This means that we can't, for example, live-migrate between different systems
without flushing outstanding buffers.

> >What is the room in skb head used for?
> I'm not sure, but the latest ixgbe driver does this, it reserves 32 bytes compared to
> NET_IP_ALIGN.

Looking at code, this seems to do with alignment - could just be
a performance optimization.

> >> Two:	Modify driver to get user buffer allocated from a page constructor
> >> 	API(to substitute alloc_page()), the user buffer are used as payload
> >> 	buffers and filled by h/w directly when packet is received. Driver
> >> 	should associate the pages with skb (skb_shinfo(skb)->frags). For 
> >> 	the head buffer side, let host allocates skb, and h/w fills it. 
> >> 	After that, the data filled in host skb header will be copied into
> >> 	guest header buffer which is submitted together with the payload buffer.
> >> 
> >> 	Pros:	We could less care the way how guest or host allocates their
> >> 		buffers.
> >> 	Cons:	We still need a bit copy here for the skb header.
> >> 
> >> We are not sure which way is the better here.
> 
> >The obvious question would be whether you see any speed difference
> >with the two approaches. If no, then the second approach would be
> >better.
> 
> I remember the second approach is a bit slower in 1500MTU. 
> But we did not tested too much.

Well, that's an important datapoint. By the way, you'll need
header copy to activate LRO in host, so that's a good
reason to go with option 2 as well.

> >> This is the first thing we want
> >> to get comments from the community. We wish the modification to the network
> >> part will be generic which not used by vhost-net backend only, but a user
> >> application may use it as well when the zero-copy device may provides async
> >> read/write operations later.
> >> 
> >> Please give comments especially for the network part modifications.
> >> 
> >> 
> >> We provide multiple submits and asynchronous notifiicaton to 
> >>vhost-net too.
> >> 
> >> Our goal is to improve the bandwidth and reduce the CPU usage.
> >> Exact performance data will be provided later. But for simple
> >> test with netperf, we found bindwidth up and CPU % up too,
> >> but the bindwidth up ratio is much more than CPU % up ratio.
> >> 
> >> What we have not done yet:
> >> 	packet split support
> 
> >What does this mean, exactly?
> We can support 1500MTU, but for jumbo frame, since vhost driver before don't 
> support mergeable buffer, we cannot try it for multiple sg.

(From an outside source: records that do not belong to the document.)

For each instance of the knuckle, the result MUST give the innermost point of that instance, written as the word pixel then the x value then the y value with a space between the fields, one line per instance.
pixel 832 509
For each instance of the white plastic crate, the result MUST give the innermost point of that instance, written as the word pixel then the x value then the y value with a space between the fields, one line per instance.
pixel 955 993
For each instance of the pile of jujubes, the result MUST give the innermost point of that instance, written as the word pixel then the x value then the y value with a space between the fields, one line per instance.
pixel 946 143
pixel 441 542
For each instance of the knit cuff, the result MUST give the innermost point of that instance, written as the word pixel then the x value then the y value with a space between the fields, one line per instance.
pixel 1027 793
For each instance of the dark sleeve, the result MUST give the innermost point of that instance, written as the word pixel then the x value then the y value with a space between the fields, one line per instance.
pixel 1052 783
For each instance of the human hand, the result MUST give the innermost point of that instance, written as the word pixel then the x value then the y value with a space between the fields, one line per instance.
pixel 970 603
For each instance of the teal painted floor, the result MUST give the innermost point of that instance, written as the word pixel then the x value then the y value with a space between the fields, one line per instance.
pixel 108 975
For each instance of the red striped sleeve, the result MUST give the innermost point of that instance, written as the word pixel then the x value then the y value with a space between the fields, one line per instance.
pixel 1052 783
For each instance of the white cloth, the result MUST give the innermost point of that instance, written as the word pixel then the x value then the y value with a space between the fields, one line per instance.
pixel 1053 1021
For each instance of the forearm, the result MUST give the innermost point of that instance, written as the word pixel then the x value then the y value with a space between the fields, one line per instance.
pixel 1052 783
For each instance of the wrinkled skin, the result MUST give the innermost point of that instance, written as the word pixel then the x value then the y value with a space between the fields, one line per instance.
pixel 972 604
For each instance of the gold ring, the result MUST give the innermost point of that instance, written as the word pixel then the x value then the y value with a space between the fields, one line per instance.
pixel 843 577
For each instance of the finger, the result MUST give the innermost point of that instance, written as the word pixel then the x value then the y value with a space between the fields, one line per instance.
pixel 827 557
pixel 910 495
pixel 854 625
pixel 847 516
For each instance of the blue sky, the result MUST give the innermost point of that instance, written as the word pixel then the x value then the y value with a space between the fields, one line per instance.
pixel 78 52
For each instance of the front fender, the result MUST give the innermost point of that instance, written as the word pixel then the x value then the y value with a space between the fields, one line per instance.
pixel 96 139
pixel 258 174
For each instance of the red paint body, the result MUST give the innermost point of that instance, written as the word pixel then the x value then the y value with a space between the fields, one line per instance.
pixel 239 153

I do not see why, vhost currently supports 64K buffers with indirect
descriptors.

> A jumbo frame will split 5
> frags and hook them once a descriptor, so the user buffer allocation is greatly dependent
> on how guest virtio-net drivers submits buffers. We think mergeable buffer is suitable for it. 
> 
> >> 	To support GRO
> Actually, I think if the mergeable buffer may get good performance, then GRO is not 
> so important then.
> >And TSO/GSO?
> Do we really need them?

My guess would be yes. Mergeable buffers is a memory saving
optimization, not a performance optimization, I don't see
that it can help. And I think you can't solely rely on jumbo frames
in hardware, not everyone can enable them.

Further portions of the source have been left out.